Q1: What exactly is Web3, and why is it being declared over?
Web3 refers to a vision of a decentralized internet built on blockchain technology, where users own their data and digital assets. It is being declared over by some industry leaders because many of its core applications—like decentralized social networks and gaming—have failed to achieve mainstream adoption, while capital and attention have shifted to more utility-driven sectors like DeFi and DePIN.
Q2: What is DePIN, and why is it considered a surviving sector?
DePIN stands for Decentralized Physical Infrastructure Networks. It uses blockchain tokens to incentivize the deployment and maintenance of real-world physical infrastructure, such as wireless hotspots, solar panels, or sensor networks. It is considered a surviving sector because it offers a clear value proposition and has demonstrated real-world deployment and usage.
Q3: How does the crypto identity crisis affect investors?

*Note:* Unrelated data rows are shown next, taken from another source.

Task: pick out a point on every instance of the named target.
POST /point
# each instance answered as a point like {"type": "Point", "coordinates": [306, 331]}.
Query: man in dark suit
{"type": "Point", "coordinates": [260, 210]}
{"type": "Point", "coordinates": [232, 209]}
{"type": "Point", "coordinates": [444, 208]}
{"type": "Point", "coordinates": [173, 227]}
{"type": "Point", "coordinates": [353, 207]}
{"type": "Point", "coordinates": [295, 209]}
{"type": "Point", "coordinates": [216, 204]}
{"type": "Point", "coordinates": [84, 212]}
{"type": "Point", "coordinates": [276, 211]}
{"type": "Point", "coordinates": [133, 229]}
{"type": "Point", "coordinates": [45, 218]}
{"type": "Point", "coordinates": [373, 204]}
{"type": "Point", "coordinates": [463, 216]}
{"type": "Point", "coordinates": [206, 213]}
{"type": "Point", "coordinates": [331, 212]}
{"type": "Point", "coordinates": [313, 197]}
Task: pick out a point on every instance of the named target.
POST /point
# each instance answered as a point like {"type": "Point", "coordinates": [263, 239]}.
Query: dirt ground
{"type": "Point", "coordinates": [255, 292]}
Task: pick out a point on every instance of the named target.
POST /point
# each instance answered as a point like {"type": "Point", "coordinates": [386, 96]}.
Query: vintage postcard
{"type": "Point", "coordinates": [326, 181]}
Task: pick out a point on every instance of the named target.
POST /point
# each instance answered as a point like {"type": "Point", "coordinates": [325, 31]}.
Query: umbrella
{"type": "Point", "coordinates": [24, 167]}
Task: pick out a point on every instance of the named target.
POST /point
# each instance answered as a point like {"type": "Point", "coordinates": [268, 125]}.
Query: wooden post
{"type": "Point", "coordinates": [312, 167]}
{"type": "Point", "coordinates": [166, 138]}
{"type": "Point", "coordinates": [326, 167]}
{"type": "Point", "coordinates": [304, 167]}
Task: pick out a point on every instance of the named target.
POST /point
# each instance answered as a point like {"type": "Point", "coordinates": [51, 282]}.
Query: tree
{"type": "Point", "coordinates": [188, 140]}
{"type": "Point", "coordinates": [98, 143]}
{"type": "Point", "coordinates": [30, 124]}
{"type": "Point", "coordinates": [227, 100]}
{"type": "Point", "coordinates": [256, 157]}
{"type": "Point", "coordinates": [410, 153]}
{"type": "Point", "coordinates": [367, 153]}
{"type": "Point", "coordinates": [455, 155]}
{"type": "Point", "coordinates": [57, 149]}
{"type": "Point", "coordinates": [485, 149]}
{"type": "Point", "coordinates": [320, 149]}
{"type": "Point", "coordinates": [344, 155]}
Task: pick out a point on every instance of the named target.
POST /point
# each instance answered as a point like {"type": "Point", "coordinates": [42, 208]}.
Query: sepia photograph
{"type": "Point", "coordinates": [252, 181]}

The identity crisis, characterized by departing OGs and incoming TradFi institutions, creates uncertainty about the industry’s long-term direction. For investors, this means a need to differentiate between projects that are building sustainable, compliant, and utility-driven products versus those relying on ideological narratives. It also suggests that regulatory clarity and institutional-grade infrastructure will become increasingly important.